Installation & Configuration

🚀 Quick Start (PyPI)

# Using uv (recommended, faster)
uv venv ~/ragdex_env
uv pip install ragdex

# Or standard pip
python -m venv ~/ragdex_env
source ~/ragdex_env/bin/activate
pip install ragdex

# With optional extras
pip install ragdex[document-processing,services]

📦 Development Installation

# Clone repository
git clone https://github.com/hpoliset/ragdex
cd ragdex

# Install in editable mode
pip install -e .

# Or with extras
pip install -e ".[document-processing,services]"

# Use CLI commands
ragdex --help
ragdex-mcp          # Start MCP server
ragdex-index        # Start indexer
ragdex-web          # Start web dashboard

⚙️ Claude Desktop Configuration

Location: ~/Library/Application Support/Claude/claude_desktop_config.json

{
  "mcpServers": {
    "ragdex": {
      "command": "/Users/YOUR_USERNAME/ragdex_env/bin/ragdex-mcp",
      "env": {
        "PYTHONUNBUFFERED": "1",
        "CHROMA_TELEMETRY": "false",
        "PERSONAL_LIBRARY_DOC_PATH": "/path/to/documents",
        "PERSONAL_LIBRARY_DB_PATH": "/path/to/database",
        "PERSONAL_LIBRARY_LOGS_PATH": "/path/to/logs"
      }
    }
  }
}

🔧 Environment Variables

# Core paths
export PERSONAL_LIBRARY_DOC_PATH="/path/to/documents"
export PERSONAL_LIBRARY_DB_PATH="/path/to/database"
export PERSONAL_LIBRARY_LOGS_PATH="/path/to/logs"

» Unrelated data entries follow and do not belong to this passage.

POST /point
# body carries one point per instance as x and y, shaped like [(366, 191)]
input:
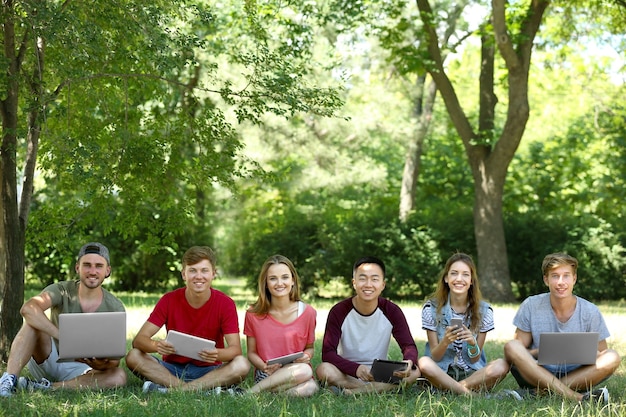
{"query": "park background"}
[(321, 130)]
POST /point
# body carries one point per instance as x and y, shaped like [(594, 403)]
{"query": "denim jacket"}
[(443, 320)]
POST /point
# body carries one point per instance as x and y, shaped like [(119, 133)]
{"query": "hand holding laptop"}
[(192, 346)]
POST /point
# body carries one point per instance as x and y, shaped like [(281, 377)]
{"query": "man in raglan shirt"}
[(359, 330)]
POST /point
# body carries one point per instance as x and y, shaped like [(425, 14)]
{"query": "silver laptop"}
[(189, 345), (573, 348), (92, 335), (284, 360)]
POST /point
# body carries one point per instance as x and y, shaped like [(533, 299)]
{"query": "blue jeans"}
[(187, 372)]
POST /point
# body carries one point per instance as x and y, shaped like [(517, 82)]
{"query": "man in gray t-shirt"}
[(559, 310), (36, 342)]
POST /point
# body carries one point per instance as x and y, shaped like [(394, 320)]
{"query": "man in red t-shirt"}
[(198, 310)]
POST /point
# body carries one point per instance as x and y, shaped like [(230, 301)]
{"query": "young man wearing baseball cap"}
[(35, 345)]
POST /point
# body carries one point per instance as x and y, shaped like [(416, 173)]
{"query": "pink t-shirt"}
[(274, 339), (216, 318)]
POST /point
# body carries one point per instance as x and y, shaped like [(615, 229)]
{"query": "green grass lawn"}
[(131, 401)]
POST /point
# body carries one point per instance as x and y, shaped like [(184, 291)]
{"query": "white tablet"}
[(188, 345), (284, 360)]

# Email settings (v0.2.0+)
export PERSONAL_LIBRARY_INDEX_EMAILS=true
export PERSONAL_LIBRARY_EMAIL_SOURCES=apple_mail,outlook_local
export PERSONAL_LIBRARY_EMAIL_MAX_AGE_DAYS=365
export PERSONAL_LIBRARY_EMAIL_EXCLUDED_FOLDERS=Spam,Junk,Trash,Deleted Items,Drafts

# Performance tuning
export INDEXING_MEMORY_LIMIT_GB=8
export CHROMA_TELEMETRY=false
export TOKENIZERS_PARALLELISM=false

Technical Implementation Details

Document Processing Pipeline

📄
Discovery

Scan for supported formats

🔐
MD5 Hash

Check for changes

✂️
Chunking

1200 chars, 150 overlap

🏷️
Categorize

practice, energy_work, philosophy, general

🧮
Embeddings

768-dim vectors

💾
Storage

ChromaDB + Index

Key Architectural Patterns

Performance Metrics

< 1s
MCP Startup Time
~1.75s
First Search Query
100-500ms
Subsequent Searches
10-20/min
Document Indexing
1-2 pages/min
OCR Processing
~4GB
Embedding Model RAM

Email Filtering Intelligence v0.2.0

Smart Filtering: Automatically excludes marketing, promotional, and spam emails

  • Pattern Matching: Detects unsubscribe links, marketing language, order confirmations
  • Domain Filtering: Excludes known marketing domains (amazon.com, ebay.com, etc.)
  • Folder Exclusion: Skips Spam, Junk, Trash, Deleted Items, Drafts folders
  • Date Filtering: Configurable max age (default 365 days)
  • Whitelist Support: Important senders can bypass filters

Technology Stack

Python 3.10-3.12 LangChain 0.1.0 ChromaDB 0.4.22 Sentence Transformers PyPDF2 Flask 3.0.0 MCP Protocol EMLX 1.0.0 Pandoc Calibre OCRmyPDF LibreOffice

Known Issues & Solutions

LaunchAgent Permissions (macOS)

Issue: LaunchAgent services restricted by sandboxing

Solution: Use shell script wrapper (scripts/index_monitor_service.sh)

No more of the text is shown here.